Wednesday, June 29, 2005

Had Bose returned to India....

Had Bose returned to India after the war he might well have prevented the tragedy. He was not a tired politician ready to accept office under any terms. Although his uncompromising hostility to Jinnah and Pakistan might have led to a civil war, the cost of that could not have been greater than the senseless waste of partition.

Certainly Bose's often repeated warning that the Congress would pay dearly for the acceptance of 'office mentality' was historically acute. It came when in the late thirties the Congress was struggling to cope with the consequences of the 1935 Government of India Act, and the blandishments it offered. In the 1936 elections, the Congress reaped the rewards of nearly two decades of unceasing mass struggle against the British and totally vanquished the Muslim League.

But by 1945, after a decade of negotiations and some power-sharing with the British, the Congress was reduced to the level of the Muslim League; just another group, albeit powerful, seeking the rewards of office. And by placing such faith in the negotiating chamber the Congress had played into the hands of Jinnah, the master lawyer and negotiator. As Bose had foreseen, the Congress had thrown away the trump card of its power - mass struggle - for the dubious delights of the round table.

But could Indians have lived with Bose? An extreme man, he produced extreme reactions: total adulation or permanent rejection. Certainly the India of Bose would have been very different from the India of Nehru. Bose had often said that India needed at least twenty years of iron dictatorial rule, and he would most certainly have rejected the type of parliamentary democracy that has developed. This opens up the whole question of whether it is better for people to have food or to have freedom to change their political rulers every five years. The argument can never be resolved - though, given the recent adulation of the West for China, some of the oldest democracies in the world seem to think food is more important.

Surely Bose's rule would have degenerated into autocracy, like that of Mrs Gandhi between 1975 and 1977? Though the analogy is not quite accurate (Mrs Gandhi's rule degenerated long before the events of June 1975), for conclusive evidence Bose's critics point to his behaviour in Germany and with the Japanese during the war. In a climate that brooked no dissent and where the leader was always right, he too came to believe that he could do no wrong.

Part of the possible reason for this change of personality - if there was a change - may lie in the fact that at that stage, particularly in south-east Asia, he found himself a king without any worthwhile courtiers. The people who surrounded him there were political innocents, thrust into the wider world by events beyond their control: they could only applaud never interject. Bose was, as the official Japanese history puts it, 'a bright mornings star amidst them'. There is also evidence to suggest that Subhas Bose was not quite the dictator a simple reading of his speeches makes him out to be.
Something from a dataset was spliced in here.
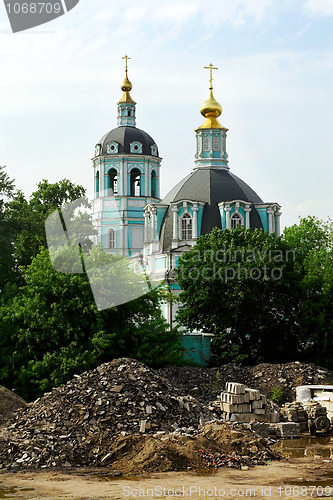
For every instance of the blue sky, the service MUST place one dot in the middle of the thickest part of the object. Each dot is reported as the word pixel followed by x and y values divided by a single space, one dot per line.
pixel 61 81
No doubt there was an authoritarian streak in him, but his actions often belied his dictatorial postures. in 1939, as Congress president, he behaved - against Gandhi's wishes - less like an autocrat and more like a negotiator who had won one round and expected to reap some benefit from it. Throughout his political career he was always loyal to colleagues even at the risk of damaging his own chances: hardly the mark of a man of iron.

Almost alone among Indian leaders, Bose offered solutions that were both visionary and practical. Nehru's socialism may have been more rounded; rigorously logical and free of Bose's celebrated eclecticism. But its strain of romanticism divorced it from the realities of India, and the Nehru years resulted, almost inevitably, in a country with the most progressive socialist legislation outside the Soviet bloc which happily allowed the most unbridled capitalism to grow and flourish on a feudal structure that had changed little, if at all, since the British days. The cynicism this produced has bitten so deep that every government since has had to struggle against it and no combination in Indian politics looks likely to counteract the years of wasted opportunities and lost hopes.

This may seem hard, given the undoubted economic progress India has made in the last thirty years. When the British left, India had little or no industrial capacity; now she is the tenth industrial power in the world, exporting machinery to the West and capable of producing her own nuclear weapons. But the rapid industrialisation has been uneven and ill-directed, with the beneficiaries limited to a small, if growing, sector of the country.

Bose had the capacity to inspire total love and dedication, and produce gold from dross. Many hated him, but those he 'touched' loved him with an almost overpowering sense of completeness. And this, combined with his rigorous, matter-of-fact manner and an instinctive feel for ancient Indian loyalties, might well have produced the revolution that India needed - and still lacks.